WASHINGTON – A federal appeals court panel has ordered a trial judge to explain why he is hesitating to grant the Justice Department’s request that he dismiss the criminal case against former National Security Adviser Michael Flynn.

The order came as FBI Director Christopher Wray announced Friday that the bureau would conduct an internal review of the investigation into Flynn, including to “determine whether any current employees engaged in misconduct.”

The moves were the latest twists in a bizarre legal and political drama that has enveloped the prosecution of Flynn, who twice pleaded guilty to lying to FBI agents in the Russia investigation about his conversations in December 2016 with the Russian ambassador to the U.S.

“Everything about this case is unusual,” said Stanford law Prof. David Sklansky. “It’s unusual to ask a higher court to direct a lower court to do something before the lower court has had a chance to make up its own mind in the first instance — and that includes whether to dismiss a case.”

Flynn’s case has become a political cause for President Donald Trump and his supporters. This month, at Attorney General William Barr’s direction, the Justice Department asked the federal judge overseeing the case, Emmet Sullivan, to drop the matter, using as justification a disputed legal theory that Flynn’s false statements were immaterial to any legitimate investigation.

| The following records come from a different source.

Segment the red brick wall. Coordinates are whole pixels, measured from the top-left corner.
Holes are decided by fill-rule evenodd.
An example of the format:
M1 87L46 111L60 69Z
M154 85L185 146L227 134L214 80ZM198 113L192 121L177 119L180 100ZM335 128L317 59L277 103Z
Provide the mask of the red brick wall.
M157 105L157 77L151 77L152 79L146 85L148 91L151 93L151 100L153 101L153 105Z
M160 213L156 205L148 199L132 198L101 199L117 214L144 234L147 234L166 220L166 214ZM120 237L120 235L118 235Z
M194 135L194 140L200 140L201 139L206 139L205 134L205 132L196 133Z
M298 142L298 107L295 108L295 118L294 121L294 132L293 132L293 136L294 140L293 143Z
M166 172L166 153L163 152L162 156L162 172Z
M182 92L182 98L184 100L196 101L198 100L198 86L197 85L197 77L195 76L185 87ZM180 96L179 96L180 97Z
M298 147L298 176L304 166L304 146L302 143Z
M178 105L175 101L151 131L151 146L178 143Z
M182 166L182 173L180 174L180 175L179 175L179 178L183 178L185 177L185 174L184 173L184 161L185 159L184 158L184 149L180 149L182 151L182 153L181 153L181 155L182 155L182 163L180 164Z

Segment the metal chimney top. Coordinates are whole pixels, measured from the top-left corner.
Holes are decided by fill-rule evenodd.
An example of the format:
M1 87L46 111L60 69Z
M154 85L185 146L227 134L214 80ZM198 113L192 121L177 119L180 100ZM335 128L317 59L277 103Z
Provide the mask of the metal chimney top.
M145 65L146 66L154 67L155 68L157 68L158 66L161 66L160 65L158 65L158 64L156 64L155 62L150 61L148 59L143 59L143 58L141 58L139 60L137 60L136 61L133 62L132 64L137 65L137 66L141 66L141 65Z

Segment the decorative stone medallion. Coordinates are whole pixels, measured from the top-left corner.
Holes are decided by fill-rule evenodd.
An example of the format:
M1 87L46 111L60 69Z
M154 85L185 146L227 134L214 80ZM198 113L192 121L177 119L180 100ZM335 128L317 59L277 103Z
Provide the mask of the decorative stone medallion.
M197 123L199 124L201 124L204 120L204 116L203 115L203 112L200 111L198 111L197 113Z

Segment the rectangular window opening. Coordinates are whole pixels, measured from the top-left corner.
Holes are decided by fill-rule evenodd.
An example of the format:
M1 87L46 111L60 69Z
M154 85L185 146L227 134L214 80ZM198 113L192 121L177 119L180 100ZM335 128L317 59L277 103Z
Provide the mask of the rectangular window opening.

Barr had earlier intervened to seek a more lenient sentence for another Trump associate prosecuted in connection with the Russia investigation, Roger Stone, than prosecutors had sought. In both cases, Barr’s moves prompted accusations that he was politicizing the department by showing special favor to presidential favorites.

Sullivan responded to the abrupt reversal in the Flynn case by appointing retired federal Judge John Gleeson to argue against the Justice Department’s new position. He also asked Gleeson to evaluate whether Flynn committed criminal contempt, apparently because Flynn has made contradictory factual statements under oath by admitting he knowingly lied and then saying he did not lie.

On Tuesday, Flynn defense lawyer Sidney Powell filed a petition with the appeals court seeking an order that would short-circuit Sullivan’s review. She argued that the judge was legally required to drop a case if that was what the Justice Department decided to do.

Barr has made clear that he considers to be illegitimate the government’s counterintelligence effort to understand the scope of Russian election interference in 2016 and any links to the Trump campaign. He has commissioned John Durham, the U.S. attorney in Connecticut, to re-examine that investigation; and in January, he assigned another prosecutor, Jeff Jensen, the U.S. attorney in St. Louis, to go over the Flynn files.

After Jensen’s review, the department disclosed to Powell documents she has used to portray her client as a victim. Many experts in criminal law have disputed the notion that he was treated differently in any legally meaningful sense than countless other people under investigation who lack presidential ties and receive no special lenity.